[英]How to check constraint of non-null column in python?
df1: df1:
ColumnName Nullable
0 name True
1 Desgn True
2 Emp_number False
3 Salary True
df2: df2:
name Desgn Emp_number Salary
0 krul 125796 45000
1 arnold lawyer 789632 25000
2 daisy engg 256498
3 alex 456985 65884
4 mandy arch 456258 36958
5 krul painter
6 perry 789632
7 timu lawyer
8 timy lawyer 789632 69822
9 daisy engg
10 daisy engg 256498 54869
How to check the number of missing Values in df2 for Null-able Columns (nullable == True), if non-nullable column has missing value raise error else replace with median or mode?如何检查 df2 中可空列的缺失值数量(可空 == 真),如果不可空列有缺失值引发错误,否则替换为中位数或众数?
for idx, row in df1.iterrows():
if not row["Nullable"]:
# Get all the rows in df2 which has that column as null
nulls = df2[df2[row["ColumnName"]].isnull()]

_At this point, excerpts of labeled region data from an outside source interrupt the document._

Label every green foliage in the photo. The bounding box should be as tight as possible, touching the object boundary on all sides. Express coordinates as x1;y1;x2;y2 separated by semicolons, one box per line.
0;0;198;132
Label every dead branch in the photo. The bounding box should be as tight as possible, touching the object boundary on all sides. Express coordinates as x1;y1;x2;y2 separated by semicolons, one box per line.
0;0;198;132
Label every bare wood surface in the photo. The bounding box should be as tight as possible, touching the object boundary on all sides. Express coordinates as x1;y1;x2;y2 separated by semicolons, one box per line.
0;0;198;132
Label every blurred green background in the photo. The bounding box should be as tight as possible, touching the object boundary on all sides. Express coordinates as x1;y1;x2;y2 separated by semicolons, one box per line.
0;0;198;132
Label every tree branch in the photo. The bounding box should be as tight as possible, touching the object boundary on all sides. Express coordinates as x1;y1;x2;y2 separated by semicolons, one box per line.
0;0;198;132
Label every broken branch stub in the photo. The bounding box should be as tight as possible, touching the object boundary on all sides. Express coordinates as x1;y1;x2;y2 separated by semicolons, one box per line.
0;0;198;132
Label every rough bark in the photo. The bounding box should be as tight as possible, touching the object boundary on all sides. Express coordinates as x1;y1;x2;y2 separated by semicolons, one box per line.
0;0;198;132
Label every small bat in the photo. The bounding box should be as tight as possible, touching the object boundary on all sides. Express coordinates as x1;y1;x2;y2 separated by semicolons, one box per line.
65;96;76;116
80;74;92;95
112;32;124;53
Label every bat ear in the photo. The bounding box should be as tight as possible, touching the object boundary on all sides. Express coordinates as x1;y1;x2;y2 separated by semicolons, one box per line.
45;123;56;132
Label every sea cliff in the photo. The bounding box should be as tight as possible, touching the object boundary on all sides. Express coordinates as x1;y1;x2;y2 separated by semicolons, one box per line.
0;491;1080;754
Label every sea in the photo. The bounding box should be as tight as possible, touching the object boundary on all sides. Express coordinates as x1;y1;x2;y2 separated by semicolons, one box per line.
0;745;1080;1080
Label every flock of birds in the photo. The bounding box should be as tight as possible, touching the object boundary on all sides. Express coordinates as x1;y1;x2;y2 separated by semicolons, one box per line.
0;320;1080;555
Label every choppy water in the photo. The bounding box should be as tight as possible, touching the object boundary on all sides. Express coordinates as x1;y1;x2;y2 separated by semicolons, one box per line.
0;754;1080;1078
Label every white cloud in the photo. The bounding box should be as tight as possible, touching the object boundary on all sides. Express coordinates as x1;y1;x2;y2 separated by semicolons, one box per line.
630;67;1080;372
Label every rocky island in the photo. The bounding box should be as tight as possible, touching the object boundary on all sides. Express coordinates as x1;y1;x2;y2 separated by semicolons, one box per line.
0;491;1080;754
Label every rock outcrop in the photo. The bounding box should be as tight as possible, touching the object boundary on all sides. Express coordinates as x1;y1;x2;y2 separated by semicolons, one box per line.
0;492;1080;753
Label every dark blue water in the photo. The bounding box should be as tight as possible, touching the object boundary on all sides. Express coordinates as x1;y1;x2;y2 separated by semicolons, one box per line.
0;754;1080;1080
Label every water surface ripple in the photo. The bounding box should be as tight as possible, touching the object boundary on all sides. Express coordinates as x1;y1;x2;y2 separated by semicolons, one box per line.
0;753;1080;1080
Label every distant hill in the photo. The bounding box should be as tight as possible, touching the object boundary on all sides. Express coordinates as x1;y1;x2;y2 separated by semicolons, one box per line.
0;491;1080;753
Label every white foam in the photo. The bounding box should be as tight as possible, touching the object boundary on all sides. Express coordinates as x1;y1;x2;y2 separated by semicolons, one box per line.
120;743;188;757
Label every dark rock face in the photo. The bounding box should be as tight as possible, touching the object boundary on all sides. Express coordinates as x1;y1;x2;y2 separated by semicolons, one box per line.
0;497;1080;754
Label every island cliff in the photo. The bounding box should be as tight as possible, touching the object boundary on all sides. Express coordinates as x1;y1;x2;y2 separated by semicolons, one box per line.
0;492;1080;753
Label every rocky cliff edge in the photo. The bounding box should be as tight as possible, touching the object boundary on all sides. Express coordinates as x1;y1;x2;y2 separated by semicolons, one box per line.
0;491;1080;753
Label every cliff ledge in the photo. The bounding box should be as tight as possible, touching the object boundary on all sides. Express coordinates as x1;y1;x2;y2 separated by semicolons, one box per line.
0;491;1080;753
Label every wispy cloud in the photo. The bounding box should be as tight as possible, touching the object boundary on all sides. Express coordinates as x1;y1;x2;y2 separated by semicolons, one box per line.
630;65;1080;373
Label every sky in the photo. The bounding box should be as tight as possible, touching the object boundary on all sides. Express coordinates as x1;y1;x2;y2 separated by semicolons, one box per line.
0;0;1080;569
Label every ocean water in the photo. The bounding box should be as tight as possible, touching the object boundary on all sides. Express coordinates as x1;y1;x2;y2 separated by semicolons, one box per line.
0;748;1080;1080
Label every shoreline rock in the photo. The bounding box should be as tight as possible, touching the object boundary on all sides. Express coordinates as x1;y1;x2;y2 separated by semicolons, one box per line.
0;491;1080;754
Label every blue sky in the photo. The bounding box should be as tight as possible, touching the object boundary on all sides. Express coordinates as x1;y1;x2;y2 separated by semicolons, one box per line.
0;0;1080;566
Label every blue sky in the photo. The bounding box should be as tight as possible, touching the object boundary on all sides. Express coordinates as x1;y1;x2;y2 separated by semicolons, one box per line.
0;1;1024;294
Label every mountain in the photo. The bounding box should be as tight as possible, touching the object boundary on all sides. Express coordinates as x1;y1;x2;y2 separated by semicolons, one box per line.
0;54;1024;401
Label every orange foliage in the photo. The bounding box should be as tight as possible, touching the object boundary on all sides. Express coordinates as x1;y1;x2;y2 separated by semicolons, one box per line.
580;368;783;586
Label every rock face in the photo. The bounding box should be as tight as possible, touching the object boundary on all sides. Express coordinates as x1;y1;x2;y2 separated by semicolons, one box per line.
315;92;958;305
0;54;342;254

# No of rows that has the column null
print(len(nulls))
Without for loops:没有 for 循环:
import pandas as pd
from io import StringIO
df2 = pd.read_table(StringIO(""" name Desgn Emp_number Salary
0 krul nan 125796 45000
1 arnold lawyer 789632 25000
2 daisy engg 256498 nan
3 alex nan 456985 65884
4 mandy arch 456258 36958
5 krul painter nan nan
6 perry nan 789632 nan
7 timu lawyer nan nan
8 timy lawyer 789632 69822
9 daisy engg nan nan
10 daisy engg 256498 54869"""), sep='\s+')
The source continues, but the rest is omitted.